We are heading into unknown territory and a busy period. I think that if we are able to access some of the same support we had during the earlier stages of the pandemic and are able to put resources in the right place, it could help the ambulance sector get through winter. All ten ambulance trusts were able to turn their performance green in May to early July but now performance has started to become challenged again in a number of ambulance trusts. This begs the question of whether the national and regional bodies need to review how ambulance services are commissioned and resourced.


Are you getting a sense that activity is returning to a pre-COVID level or is activity still different?

It did start to return to normal levels but is now increasingly busy again with the type of activity you would see at this time of the year. So that coupled with flu and COVID will mean we’re in for a busy winter.


What are the additional challenges that you’re likely to face over the winter period?

Some of it will be the demand placed on the ambulance and NHS 111 services. In the north west, we are planning for at least a 20% increase in call volumes and we’re working with our system partners on opening up further the directory of services to make sure we can book patients to emergency departments or sign post them appropriately to other parts of health and social care.

We still have some of the same challenges around workforce. In line with national guidance, some staff are shielding, self-isolating or are taking additional precautions due to being in vulnerable groups. Another challenge includes the equality and diversity within our workforce and how we continue to keep our Black, Asian and minority ethnic staff staff and volunteers safe. We also recognise that we need to continue to do more to support our local Black, Asian and minority ethnic staff communities.


Have you been part of the NHS 111 First pilot?

A number of NHS 111 providers have gone live recently with NHS 111 First early adopter sites. We went live recently in the North West in Blackpool and Warrington and will be keeping a close eye on what the data from the pilot are telling us. The hope is that these pilots will show the 111 first approach to be an effective way of supporting patients to access the right care as quickly as possible and help us to better manage the ever-increasing demand for NHS services.

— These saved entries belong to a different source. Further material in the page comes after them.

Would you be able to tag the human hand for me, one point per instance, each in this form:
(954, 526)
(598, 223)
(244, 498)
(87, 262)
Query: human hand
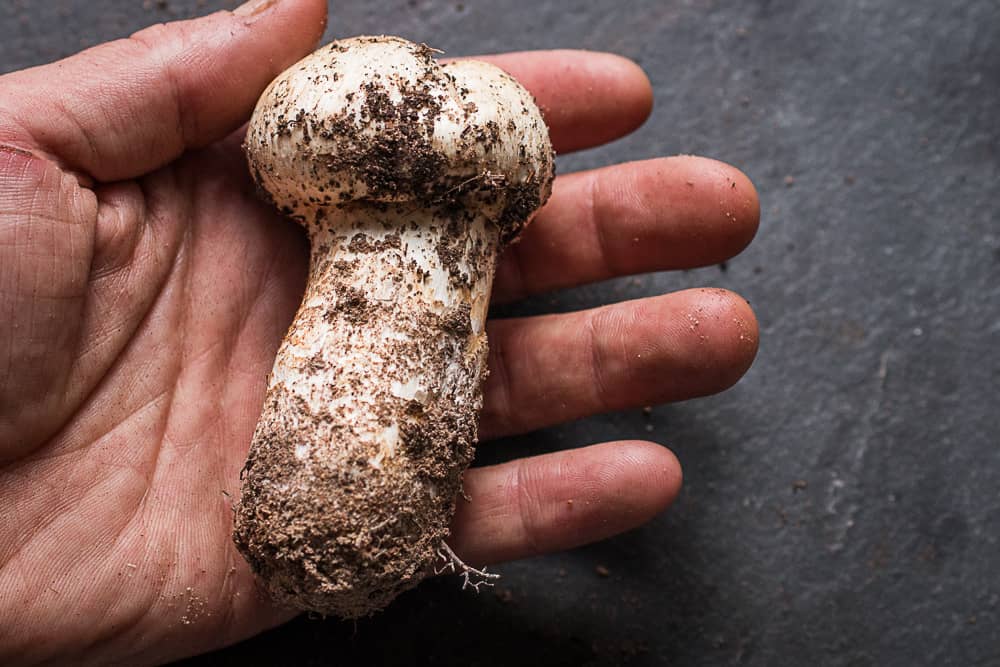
(144, 291)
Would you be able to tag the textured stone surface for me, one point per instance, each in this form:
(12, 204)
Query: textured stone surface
(841, 504)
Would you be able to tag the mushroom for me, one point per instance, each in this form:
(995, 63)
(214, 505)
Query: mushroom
(409, 175)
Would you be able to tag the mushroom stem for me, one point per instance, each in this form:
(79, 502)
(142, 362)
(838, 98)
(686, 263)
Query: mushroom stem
(410, 177)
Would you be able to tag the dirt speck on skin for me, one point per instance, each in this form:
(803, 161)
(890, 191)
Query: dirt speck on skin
(194, 607)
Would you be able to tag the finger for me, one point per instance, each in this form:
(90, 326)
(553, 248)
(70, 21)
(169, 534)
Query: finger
(549, 369)
(669, 213)
(561, 500)
(588, 98)
(124, 108)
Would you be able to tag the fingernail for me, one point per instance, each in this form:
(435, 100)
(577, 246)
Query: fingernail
(254, 8)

Ambulance trusts including the north west that run both 999 and NHS 111 are also speeding up how they integrate their 999 and NHS 111 services and working with commissioners to commission these services in a more strategic joined up way. It’s a complex picture currently, with one contract for NHS 111, one for 999 and different contracts with different clinical commissioning groups for patient transport. They all have different start and end dates with different lengths of contract duration.

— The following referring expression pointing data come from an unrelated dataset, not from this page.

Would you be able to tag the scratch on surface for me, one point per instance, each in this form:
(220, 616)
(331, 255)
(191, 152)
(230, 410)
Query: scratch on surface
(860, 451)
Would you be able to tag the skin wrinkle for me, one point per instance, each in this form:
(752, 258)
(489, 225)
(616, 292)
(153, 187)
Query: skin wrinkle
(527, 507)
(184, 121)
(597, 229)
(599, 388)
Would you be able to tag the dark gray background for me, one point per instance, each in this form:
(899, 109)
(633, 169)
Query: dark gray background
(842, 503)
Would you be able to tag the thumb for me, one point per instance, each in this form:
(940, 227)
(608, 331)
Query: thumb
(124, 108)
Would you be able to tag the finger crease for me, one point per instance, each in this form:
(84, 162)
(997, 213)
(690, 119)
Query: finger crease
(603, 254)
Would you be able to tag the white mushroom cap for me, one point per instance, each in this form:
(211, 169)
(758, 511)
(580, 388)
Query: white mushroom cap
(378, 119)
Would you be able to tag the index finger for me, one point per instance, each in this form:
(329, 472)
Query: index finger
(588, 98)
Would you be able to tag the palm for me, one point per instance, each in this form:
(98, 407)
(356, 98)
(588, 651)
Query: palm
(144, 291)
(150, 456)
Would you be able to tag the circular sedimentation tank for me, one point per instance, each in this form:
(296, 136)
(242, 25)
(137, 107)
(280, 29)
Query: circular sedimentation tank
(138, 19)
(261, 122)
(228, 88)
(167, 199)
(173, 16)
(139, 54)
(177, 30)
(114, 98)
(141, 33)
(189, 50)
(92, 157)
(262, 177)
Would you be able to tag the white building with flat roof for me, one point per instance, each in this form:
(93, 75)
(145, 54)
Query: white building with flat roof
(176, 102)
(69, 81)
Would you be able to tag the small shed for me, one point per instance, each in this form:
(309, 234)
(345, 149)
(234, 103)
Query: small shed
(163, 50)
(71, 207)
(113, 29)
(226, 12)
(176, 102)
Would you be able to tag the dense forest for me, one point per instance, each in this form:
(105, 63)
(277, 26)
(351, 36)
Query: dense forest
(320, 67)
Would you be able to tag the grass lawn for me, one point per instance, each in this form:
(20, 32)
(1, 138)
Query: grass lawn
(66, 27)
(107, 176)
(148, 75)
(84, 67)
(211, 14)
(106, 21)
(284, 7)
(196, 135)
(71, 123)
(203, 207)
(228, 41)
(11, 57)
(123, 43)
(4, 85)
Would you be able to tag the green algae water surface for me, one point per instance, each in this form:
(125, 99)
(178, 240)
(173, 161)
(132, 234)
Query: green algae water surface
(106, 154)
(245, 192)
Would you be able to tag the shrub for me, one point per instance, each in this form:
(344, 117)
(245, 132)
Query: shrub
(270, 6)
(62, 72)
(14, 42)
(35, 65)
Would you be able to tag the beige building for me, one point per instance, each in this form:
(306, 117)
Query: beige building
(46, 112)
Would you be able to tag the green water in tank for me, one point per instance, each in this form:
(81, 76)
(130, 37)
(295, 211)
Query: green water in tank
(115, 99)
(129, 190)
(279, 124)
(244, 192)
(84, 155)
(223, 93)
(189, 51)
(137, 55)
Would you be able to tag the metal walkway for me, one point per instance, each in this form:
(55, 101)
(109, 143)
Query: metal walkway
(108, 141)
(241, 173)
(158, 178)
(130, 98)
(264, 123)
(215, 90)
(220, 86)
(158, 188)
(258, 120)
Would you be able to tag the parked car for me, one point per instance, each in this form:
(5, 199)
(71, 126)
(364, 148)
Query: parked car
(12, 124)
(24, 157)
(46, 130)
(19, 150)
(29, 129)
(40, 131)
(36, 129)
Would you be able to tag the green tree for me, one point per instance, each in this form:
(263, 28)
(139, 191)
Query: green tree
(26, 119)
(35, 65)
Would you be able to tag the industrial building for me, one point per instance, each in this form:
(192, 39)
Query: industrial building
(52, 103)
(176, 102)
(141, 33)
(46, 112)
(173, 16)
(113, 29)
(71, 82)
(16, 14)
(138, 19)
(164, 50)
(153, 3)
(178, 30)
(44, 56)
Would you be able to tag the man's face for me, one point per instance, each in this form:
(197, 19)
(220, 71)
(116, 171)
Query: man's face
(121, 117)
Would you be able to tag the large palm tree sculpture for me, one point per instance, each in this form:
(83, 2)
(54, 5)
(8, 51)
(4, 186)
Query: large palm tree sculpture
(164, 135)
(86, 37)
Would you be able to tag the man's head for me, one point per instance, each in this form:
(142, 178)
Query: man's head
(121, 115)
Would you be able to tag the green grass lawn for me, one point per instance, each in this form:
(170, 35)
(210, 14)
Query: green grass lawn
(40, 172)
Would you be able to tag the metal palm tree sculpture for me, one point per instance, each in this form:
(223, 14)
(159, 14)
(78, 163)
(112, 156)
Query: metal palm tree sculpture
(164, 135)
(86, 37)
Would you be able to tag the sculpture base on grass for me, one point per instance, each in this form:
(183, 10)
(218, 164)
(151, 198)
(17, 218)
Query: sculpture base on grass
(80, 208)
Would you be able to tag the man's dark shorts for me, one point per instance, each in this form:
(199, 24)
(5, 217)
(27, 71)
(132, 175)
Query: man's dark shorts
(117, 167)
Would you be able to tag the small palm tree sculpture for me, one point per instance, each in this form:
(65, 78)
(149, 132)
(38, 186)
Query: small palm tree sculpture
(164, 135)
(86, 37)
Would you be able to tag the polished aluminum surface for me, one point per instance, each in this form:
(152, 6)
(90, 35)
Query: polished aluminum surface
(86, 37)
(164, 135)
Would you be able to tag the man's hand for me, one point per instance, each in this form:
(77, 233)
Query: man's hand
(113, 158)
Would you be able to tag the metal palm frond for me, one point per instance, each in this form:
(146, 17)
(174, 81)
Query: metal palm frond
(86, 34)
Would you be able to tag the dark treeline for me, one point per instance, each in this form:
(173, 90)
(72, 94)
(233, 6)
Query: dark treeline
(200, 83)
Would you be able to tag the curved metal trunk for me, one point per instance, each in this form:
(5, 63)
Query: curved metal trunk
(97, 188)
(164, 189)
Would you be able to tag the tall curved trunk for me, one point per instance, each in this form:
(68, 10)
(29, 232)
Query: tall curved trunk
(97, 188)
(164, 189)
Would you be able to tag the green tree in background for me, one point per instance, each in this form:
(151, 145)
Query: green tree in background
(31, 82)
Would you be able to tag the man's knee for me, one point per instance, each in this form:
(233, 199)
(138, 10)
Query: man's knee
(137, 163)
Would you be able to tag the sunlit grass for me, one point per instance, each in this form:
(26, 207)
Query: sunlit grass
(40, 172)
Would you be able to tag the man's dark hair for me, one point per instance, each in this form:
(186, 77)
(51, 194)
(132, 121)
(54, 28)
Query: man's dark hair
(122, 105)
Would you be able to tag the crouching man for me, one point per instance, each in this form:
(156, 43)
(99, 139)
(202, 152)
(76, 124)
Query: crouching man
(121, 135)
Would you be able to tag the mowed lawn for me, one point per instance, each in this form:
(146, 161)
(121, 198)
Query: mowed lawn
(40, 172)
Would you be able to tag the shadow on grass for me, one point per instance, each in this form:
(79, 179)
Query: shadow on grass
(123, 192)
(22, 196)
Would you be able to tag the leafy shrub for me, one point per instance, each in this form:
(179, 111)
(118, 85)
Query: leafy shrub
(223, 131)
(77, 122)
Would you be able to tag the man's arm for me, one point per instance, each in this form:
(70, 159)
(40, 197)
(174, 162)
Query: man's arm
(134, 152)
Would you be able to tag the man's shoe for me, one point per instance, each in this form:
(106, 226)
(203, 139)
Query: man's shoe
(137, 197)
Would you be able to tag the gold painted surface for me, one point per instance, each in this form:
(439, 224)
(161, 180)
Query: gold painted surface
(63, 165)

What has struck you most about the challenges you have seen during the pandemic and the ways colleagues have coped. Do you have any further personal reflections?

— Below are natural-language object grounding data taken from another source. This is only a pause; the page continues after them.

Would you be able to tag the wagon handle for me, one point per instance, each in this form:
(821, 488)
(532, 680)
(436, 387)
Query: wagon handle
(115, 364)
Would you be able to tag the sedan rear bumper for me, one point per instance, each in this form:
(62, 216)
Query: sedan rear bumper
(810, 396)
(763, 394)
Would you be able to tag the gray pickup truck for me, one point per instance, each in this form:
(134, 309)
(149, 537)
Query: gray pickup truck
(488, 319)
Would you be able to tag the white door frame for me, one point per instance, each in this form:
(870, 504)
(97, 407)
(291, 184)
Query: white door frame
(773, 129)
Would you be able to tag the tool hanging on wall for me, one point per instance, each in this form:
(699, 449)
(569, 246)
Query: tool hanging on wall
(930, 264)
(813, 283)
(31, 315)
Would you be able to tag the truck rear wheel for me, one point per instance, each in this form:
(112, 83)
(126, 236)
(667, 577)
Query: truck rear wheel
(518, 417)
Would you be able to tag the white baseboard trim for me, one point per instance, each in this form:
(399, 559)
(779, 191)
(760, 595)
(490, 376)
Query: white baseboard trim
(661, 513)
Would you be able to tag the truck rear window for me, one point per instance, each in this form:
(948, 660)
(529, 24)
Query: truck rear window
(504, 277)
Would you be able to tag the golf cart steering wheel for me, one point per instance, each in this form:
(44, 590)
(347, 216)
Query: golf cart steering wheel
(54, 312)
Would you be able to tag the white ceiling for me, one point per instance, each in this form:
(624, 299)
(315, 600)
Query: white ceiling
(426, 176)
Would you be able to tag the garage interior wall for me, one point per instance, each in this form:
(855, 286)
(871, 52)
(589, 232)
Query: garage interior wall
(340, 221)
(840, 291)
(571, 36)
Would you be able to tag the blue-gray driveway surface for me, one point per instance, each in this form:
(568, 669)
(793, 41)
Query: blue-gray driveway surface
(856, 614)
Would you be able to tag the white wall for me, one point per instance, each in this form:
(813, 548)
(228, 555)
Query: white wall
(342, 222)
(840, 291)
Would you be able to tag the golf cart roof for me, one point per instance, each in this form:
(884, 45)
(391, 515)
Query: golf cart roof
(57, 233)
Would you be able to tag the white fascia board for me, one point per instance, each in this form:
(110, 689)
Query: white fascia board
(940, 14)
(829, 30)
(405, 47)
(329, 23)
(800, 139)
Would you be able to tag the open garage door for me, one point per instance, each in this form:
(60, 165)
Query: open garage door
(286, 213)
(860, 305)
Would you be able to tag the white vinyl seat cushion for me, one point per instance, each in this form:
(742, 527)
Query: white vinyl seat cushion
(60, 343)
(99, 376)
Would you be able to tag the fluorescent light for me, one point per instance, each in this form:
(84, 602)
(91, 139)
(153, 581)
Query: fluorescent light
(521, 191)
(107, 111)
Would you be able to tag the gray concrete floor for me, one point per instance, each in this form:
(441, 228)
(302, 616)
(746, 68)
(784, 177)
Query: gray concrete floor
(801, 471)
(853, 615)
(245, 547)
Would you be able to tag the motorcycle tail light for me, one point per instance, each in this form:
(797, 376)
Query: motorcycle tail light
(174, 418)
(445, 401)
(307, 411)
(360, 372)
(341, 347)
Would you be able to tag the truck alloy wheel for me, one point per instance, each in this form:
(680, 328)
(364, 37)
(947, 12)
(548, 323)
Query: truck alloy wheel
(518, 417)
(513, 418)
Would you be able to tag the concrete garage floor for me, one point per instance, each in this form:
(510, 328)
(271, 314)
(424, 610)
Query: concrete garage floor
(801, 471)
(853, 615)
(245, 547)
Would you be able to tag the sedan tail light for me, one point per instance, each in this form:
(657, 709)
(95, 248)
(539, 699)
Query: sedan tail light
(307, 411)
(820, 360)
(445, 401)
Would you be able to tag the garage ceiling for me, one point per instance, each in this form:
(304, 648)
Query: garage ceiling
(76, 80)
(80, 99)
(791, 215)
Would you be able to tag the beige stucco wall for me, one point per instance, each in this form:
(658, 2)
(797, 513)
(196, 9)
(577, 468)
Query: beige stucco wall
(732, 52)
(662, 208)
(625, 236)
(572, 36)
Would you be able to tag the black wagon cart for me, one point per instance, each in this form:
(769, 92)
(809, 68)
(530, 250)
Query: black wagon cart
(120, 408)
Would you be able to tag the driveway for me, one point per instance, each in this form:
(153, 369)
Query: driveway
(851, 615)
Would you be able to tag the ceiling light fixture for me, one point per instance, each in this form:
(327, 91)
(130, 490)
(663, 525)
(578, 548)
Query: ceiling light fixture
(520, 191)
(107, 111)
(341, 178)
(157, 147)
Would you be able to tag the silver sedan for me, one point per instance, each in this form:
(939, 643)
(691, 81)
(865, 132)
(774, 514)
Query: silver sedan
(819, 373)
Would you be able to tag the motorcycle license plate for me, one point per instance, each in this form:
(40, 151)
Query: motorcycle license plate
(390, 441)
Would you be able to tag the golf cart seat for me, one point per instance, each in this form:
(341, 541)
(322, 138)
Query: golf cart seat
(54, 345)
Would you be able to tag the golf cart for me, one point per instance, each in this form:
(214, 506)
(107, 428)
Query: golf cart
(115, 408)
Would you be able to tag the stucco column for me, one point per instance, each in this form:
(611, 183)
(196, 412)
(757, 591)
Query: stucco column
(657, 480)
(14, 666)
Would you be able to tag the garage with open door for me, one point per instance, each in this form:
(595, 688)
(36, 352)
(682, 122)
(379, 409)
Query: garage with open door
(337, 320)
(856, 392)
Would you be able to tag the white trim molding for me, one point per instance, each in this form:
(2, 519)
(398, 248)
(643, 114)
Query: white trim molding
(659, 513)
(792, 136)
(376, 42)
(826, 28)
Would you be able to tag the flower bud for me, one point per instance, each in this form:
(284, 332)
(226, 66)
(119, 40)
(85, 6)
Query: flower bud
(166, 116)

I think it has been how everyone across the organisation has come together in the best interest of looking after patients and colleagues. What really struck me was how everybody dropped what they were doing and made themselves available to provide support and take on additional roles and functions that they wouldn’t normally do. This can also be said for how providers and others have really come together to break down organisational boundaries, overcome blockages, worked together to open up new alternative pathways for patients and shared workforce to deal with some real pressure points.